One consultant told us early on: If she had been normal she probably would have been incredibly bright. That’s another thing you learn as a parent of child with a genetic disorder, well-meaning doctors can break your heart with a single throwaway line”

You learn patience. Elvi can’t be told to “wait” because she doesn’t understand the concept of “waiting” for anything. When she gets cross, usually frustrated that she can’t make herself understood, she starts trashing anything in reach. Sometimes she bites. Pure fury. It doesn’t matter where we are or who we are with, social niceties mean nothing to Elvi.

Her brother, Sonny, ten, has to sacrifice so much because Elvi won’t tolerate sitting in a cafe or shopping, theatre performances are hit and miss, her wheelchair can’t climb hills or cross sand dunes. She will only watch animated films, mostly the same one 10 million times, then suddenly tire of it and move on to something else. Her endless hospital appointments and 24-hour care mean Sonny’s plans are often rescheduled or cancelled.
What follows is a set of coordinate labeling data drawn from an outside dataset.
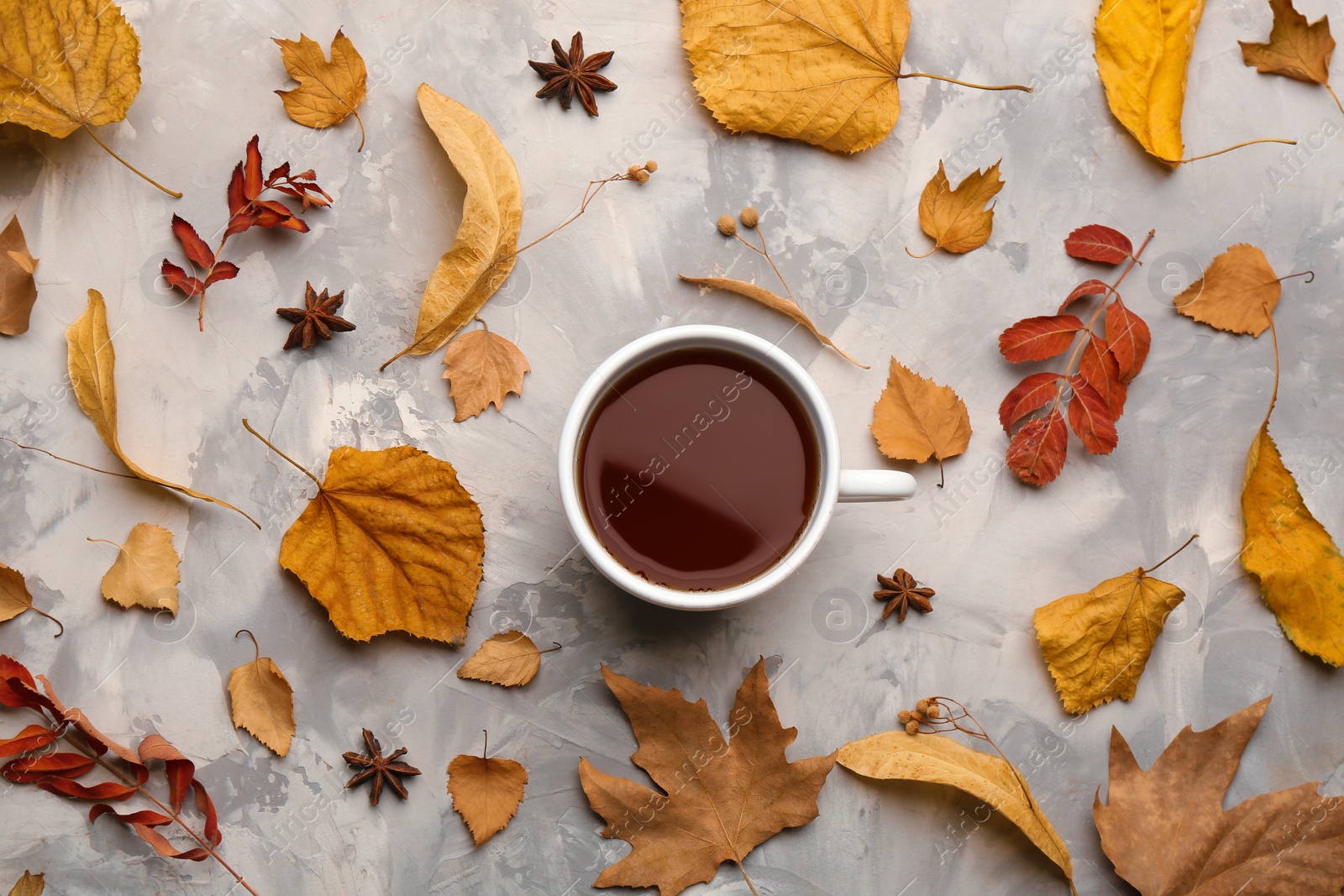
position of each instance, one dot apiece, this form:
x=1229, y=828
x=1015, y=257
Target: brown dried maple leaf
x=1168, y=835
x=725, y=797
x=573, y=74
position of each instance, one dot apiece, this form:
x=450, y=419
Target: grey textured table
x=994, y=548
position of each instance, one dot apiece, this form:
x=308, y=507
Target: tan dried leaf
x=483, y=369
x=1234, y=291
x=264, y=703
x=486, y=793
x=507, y=658
x=18, y=289
x=145, y=573
x=769, y=300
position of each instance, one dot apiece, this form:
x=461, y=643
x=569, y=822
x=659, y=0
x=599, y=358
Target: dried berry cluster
x=1095, y=379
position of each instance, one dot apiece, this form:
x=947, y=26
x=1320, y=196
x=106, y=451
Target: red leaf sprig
x=54, y=772
x=1095, y=391
x=246, y=210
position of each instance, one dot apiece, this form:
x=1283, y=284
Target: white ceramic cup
x=835, y=485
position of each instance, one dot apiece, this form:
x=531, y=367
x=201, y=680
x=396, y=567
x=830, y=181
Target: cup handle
x=875, y=485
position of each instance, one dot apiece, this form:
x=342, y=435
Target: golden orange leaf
x=483, y=369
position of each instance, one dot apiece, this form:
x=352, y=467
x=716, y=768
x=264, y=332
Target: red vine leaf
x=1037, y=454
x=1129, y=338
x=1030, y=396
x=1037, y=338
x=1090, y=418
x=1100, y=244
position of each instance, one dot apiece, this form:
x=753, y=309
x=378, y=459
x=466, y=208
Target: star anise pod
x=900, y=594
x=573, y=74
x=380, y=768
x=318, y=318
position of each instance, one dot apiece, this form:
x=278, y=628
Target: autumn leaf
x=895, y=755
x=772, y=301
x=15, y=598
x=1097, y=644
x=18, y=289
x=916, y=418
x=328, y=92
x=506, y=658
x=145, y=570
x=390, y=543
x=486, y=246
x=1288, y=842
x=1296, y=560
x=1236, y=295
x=1296, y=49
x=67, y=65
x=262, y=701
x=958, y=219
x=717, y=799
x=483, y=369
x=29, y=886
x=93, y=367
x=824, y=71
x=486, y=793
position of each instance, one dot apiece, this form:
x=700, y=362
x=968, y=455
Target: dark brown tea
x=699, y=469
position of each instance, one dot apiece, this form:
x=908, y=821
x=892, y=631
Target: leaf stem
x=174, y=194
x=266, y=443
x=965, y=83
x=1173, y=553
x=1249, y=143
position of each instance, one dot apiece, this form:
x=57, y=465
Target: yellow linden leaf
x=958, y=219
x=1294, y=49
x=145, y=570
x=483, y=369
x=942, y=761
x=390, y=543
x=1097, y=644
x=816, y=70
x=66, y=63
x=486, y=793
x=1238, y=291
x=328, y=92
x=769, y=300
x=507, y=658
x=262, y=701
x=15, y=597
x=1299, y=566
x=93, y=376
x=486, y=246
x=18, y=291
x=1142, y=55
x=916, y=418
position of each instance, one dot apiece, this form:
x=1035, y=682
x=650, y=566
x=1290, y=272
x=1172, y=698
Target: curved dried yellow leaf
x=145, y=570
x=1234, y=291
x=816, y=70
x=93, y=365
x=483, y=369
x=264, y=703
x=958, y=219
x=916, y=418
x=18, y=289
x=506, y=658
x=66, y=63
x=1097, y=644
x=390, y=543
x=327, y=92
x=942, y=761
x=484, y=249
x=486, y=793
x=769, y=300
x=1142, y=55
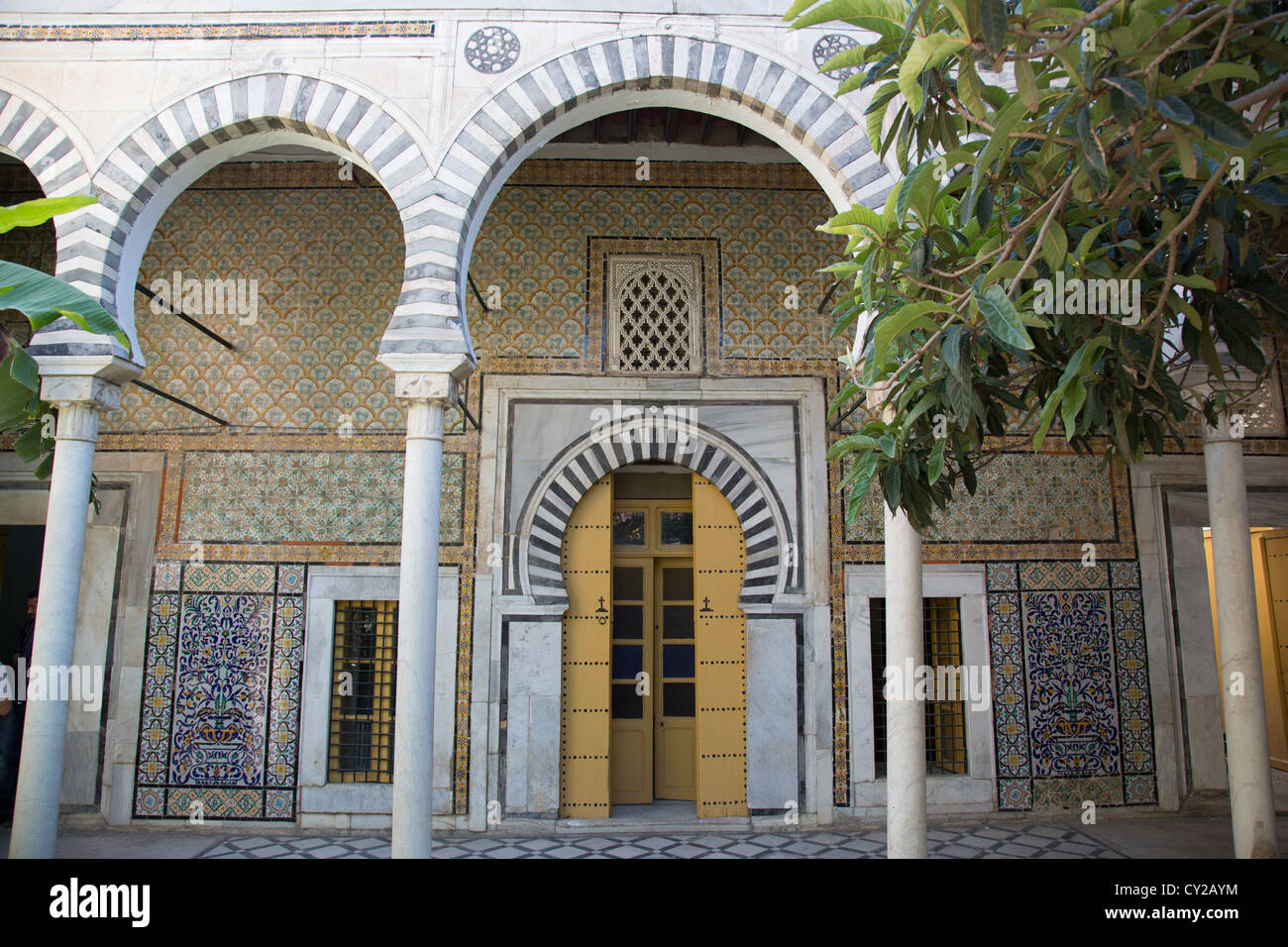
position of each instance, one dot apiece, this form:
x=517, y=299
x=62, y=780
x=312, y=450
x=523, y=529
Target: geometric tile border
x=1099, y=736
x=219, y=715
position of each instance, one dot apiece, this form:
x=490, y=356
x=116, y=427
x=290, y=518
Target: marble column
x=78, y=399
x=906, y=711
x=1252, y=804
x=426, y=395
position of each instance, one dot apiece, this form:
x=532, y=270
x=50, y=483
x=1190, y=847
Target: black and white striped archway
x=151, y=165
x=567, y=478
x=752, y=88
x=38, y=136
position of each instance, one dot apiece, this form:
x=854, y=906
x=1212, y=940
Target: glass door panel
x=677, y=745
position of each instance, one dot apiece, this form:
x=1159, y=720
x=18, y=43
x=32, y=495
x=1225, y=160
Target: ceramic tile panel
x=219, y=718
x=327, y=263
x=316, y=496
x=536, y=266
x=1070, y=684
x=1048, y=499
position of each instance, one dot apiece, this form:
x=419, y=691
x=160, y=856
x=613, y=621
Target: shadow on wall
x=21, y=551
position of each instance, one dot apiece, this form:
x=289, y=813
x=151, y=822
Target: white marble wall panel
x=532, y=718
x=773, y=724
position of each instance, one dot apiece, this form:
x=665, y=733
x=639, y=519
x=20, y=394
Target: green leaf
x=992, y=20
x=24, y=368
x=29, y=445
x=970, y=89
x=851, y=442
x=1073, y=401
x=1000, y=315
x=1129, y=88
x=903, y=320
x=44, y=299
x=1218, y=121
x=1055, y=248
x=857, y=217
x=848, y=392
x=1025, y=81
x=936, y=459
x=35, y=213
x=1093, y=153
x=1006, y=120
x=861, y=484
x=1218, y=72
x=885, y=17
x=890, y=484
x=1185, y=151
x=1173, y=110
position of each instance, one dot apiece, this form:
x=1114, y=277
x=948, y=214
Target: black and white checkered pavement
x=965, y=841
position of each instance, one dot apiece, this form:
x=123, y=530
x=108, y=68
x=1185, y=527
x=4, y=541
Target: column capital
x=94, y=381
x=430, y=364
x=425, y=385
x=1222, y=432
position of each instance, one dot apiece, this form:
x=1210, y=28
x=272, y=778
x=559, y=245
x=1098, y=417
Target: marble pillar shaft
x=35, y=821
x=417, y=622
x=1252, y=805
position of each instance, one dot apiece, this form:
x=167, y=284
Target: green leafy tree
x=1133, y=141
x=43, y=299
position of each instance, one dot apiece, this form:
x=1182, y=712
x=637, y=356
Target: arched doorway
x=653, y=697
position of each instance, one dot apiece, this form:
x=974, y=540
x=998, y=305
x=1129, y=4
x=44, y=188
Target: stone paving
x=966, y=841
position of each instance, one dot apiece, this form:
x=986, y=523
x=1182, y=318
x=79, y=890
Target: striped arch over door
x=771, y=565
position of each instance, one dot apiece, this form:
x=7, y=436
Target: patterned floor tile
x=948, y=841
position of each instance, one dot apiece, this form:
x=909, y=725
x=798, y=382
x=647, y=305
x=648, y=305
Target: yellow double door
x=653, y=685
x=652, y=731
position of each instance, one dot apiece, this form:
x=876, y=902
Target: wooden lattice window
x=365, y=664
x=655, y=315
“Recently Elvi stopped sleeping in the night. She wakes at 3am most mornings and refuses to go back to sleep. I have to be up with her. It’s exhausting. I gave up a job I loved as a journalist to concentrate on Elvi and spend more time with her brother”

Looking back I realise our life has been split into three phases.

There was the fight for a diagnosis when she was tiny and then the shock of discovering what she had – that sadly led to us divorcing; it’s no comfort that parents of a disabled child are 10 per cent more likely to split up than “normal” parents.

Then the fight for services as she got older and we realised she would need support and equipment. Her dad and I started new families – two sets of parents and siblings to love her. We stopped looking inward and began collecting friends in the same position with children of whatever disability to share our darkest moments. We found Jeans for Genes; I joined the grant panel which gives money raised on the Jeans for Genes Day to small charities mostly run by parents. I began to advocate for other children with one of the more than 6,000 genetic disorders.

Then came her emergence into young adulthood, a two-year fight to change schools, more battles for equipment and services as she outgrew primary things. An understanding that her strange new foibles were actually just being a teenager. Adapting to the sheer physical stress of lifting and moving someone who weighs 38lbs. Ramps, a wet room, better access to the garden, a car that can take her much bigger wheelchair.

And now we stare at the future, so lucky to have this beautiful, funny, smiley, cuddly girl but terrified what will happen when she leaves school. When I was a teenager I always wanted to be different to everyone else. All I needed was Elvi”.